Card shuffling is a special case of the permutation of an array of
values, using a random or pseudo-random function. All possible output
permutations of this process should be equally likely. To do this, you
need a random function (modran(x)) which will produce a uniformly
distributed random integer in the interval [0..x-1]. Given that
function, you can shuffle with the following [C] code: (assuming ARRLTH
is the length of array arr[] and swap() interchanges values at the two
addresses given)
for ( n = ARRLTH-1; n > 0 ; n-- ) swap( &arr[modran( n+1 )], &arr[n] ) ;
modran(x) can not be achieved exactly with a simple (ranno() % x) since
ranno()'s interval may not be divisible by x, although in most cases the
error will be very small. To cover this case, one can take ranno()'s
modulus mod x, call that number y, and if ranno() returns a value less
than y, go back and get another ranno() value.
See [KNU81] for further discussion.
8.14. Can I foil S/W pirates by encrypting my CD-ROM?
Someone will frequently express the desire to publish a CD-ROM with
possibly multiple pieces of software, perhaps with each encrypted
separately, and will want to use different keys for each user (perhaps
even good for only a limited period of time) in order to avoid piracy.
As far as we know, this is impossible, since there is nothing in standard
PC or workstation hardware which uniquely identifies the user at the
keyboard. If there were such an identification, then the CD-ROM could be
encrypted with a key based in part on the one sold to the user and in
part on the unique identifier. However, in this case the CD-ROM is one
of a kind and that defeats the intended purpose.
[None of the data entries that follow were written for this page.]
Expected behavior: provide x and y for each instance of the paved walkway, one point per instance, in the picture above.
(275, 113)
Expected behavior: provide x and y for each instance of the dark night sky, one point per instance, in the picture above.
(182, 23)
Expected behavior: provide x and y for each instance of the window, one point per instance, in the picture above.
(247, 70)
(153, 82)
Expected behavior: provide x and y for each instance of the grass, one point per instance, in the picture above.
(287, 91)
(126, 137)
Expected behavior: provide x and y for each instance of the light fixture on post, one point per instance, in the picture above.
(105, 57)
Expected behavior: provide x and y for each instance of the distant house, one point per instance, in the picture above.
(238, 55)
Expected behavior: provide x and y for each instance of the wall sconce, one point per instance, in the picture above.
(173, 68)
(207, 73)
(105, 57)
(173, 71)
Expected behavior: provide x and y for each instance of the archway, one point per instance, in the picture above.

If the CD-ROM is to be encrypted once and then mass produced, there must
be a key (or set of keys) for that encryption produced at some stage in
the process. That key is useable with any copy of the CD-ROM's data.
The pirate needs only to isolate that key and sell it along with the
illegal copy.
8.15. Can you do automatic cryptanalysis of simple ciphers?
Certainly. For commercial products you can try AccessData; see
question 8.1. We are not aware of any FTP sites for such software,
but there are many papers on the subject. See [PEL79], [LUC88],
[CAR86], [CAR87], [KOC87], [KOC88], [KIN92], [KIN93], [SPI93].
8.16. What is the coding system used by VCR+?
One very frequently asked question in sci.crypt is how the VCR+ codes
work. The codes are used to program a VCR based on numerical input.
See [SHI92] for an attempt to describe it.